しかし、MacBook Air 13インチモデルは2010年にはじめて登場したマシンだが当時は118,000円でリリースされ非常に低下価格で買うことができた。しかし、当時の為替レートは1ドル90円程度。2018年は115円前後。25円も円安になってしまったのだ。

MacBook Airの2010年モデルは米国では1,299ドルで販売された。2018年モデルの米国価格は1,199ドルとなっている。つまり、100ドル値下げしているのだ。

しかし、日本は円安になったことで118,000円から25,000円ほど高い134,800円という価格になってしまったので為替レートの影響で高く見えてしまうが実際は新型のMacBook Air 2018は初代よりも安い価格になっているのだ。

どのモデルを選ぶべきかポイントが分かりやすくなった

新型のMacBook Air 2018が登場したことで明確にどのモデルを選ぶといいか分かりやすくなったように感じる。

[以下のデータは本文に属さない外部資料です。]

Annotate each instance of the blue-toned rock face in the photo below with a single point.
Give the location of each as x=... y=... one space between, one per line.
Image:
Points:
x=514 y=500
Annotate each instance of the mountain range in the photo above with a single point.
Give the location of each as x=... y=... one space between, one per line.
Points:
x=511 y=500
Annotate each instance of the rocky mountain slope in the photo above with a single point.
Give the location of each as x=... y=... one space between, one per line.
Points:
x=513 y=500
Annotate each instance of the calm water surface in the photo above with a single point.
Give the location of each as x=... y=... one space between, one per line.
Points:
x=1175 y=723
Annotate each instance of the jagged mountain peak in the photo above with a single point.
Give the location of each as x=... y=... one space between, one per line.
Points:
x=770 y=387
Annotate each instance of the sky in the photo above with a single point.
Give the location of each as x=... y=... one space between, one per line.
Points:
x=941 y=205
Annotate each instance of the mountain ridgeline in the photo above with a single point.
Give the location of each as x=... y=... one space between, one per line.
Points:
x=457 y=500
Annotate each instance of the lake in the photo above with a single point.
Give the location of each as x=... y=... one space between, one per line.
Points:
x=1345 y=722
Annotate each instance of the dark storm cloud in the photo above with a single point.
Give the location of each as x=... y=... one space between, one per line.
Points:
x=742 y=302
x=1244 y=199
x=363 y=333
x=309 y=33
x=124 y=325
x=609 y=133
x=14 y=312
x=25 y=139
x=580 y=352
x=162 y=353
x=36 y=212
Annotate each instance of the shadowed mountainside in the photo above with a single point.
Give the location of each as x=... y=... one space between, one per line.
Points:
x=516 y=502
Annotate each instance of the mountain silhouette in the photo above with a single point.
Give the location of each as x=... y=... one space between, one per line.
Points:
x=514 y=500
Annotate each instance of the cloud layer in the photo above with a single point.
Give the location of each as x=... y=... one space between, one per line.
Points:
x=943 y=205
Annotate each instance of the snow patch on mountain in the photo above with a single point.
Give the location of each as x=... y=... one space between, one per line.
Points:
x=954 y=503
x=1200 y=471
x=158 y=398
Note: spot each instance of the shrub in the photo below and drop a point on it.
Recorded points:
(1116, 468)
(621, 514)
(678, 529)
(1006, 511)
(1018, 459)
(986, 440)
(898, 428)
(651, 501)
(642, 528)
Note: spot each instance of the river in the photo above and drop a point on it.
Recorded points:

今まではMacBook Pro 13インチのTouch BarなしかTouch Barありで迷うことが多かったと思う。特にTouch Barなしモデルは2018年にアップデートされる2017年モデルのまま。そこに新型のMacBook Air 2018がTouch IDを搭載して発売されたので、そこまでの性能は必要ないという方にとっては最高のデバイスとなる。

各モデルの選び方を簡単にまとめてみた。

  • MacBook:最小最軽量なので移動中でも作業をしたい方におすすめ
  • MacBook Air(Retina):資料作成や執筆作業に適していて多くの方におすすめ
  • MacBook Pro 13インチ(Touch Barなし):おすすめしない
  • MacBook Pro 13インチ(Touch Barあり):デザイン作業、動画編集することが多い方におすすめ
  • MacBook Pro 15インチ(Touch Barあり):あらゆる作業を快適に使いたい方におすすめ

2017年モデルのMacBook Pro 13インチ(Touch Barなし)はMacBook Airの代わりとしてラインナップされていたこともありMacBook Airとスペックが似通っているところがある。2018年にアップデートされなかったことを考えると今後は廃止される可能性は非常に高いので個人的にはあまりオススメしていない。資料作成や執筆作業が多いのであれば新型のMacBook Airを選んだ方がいいだろう。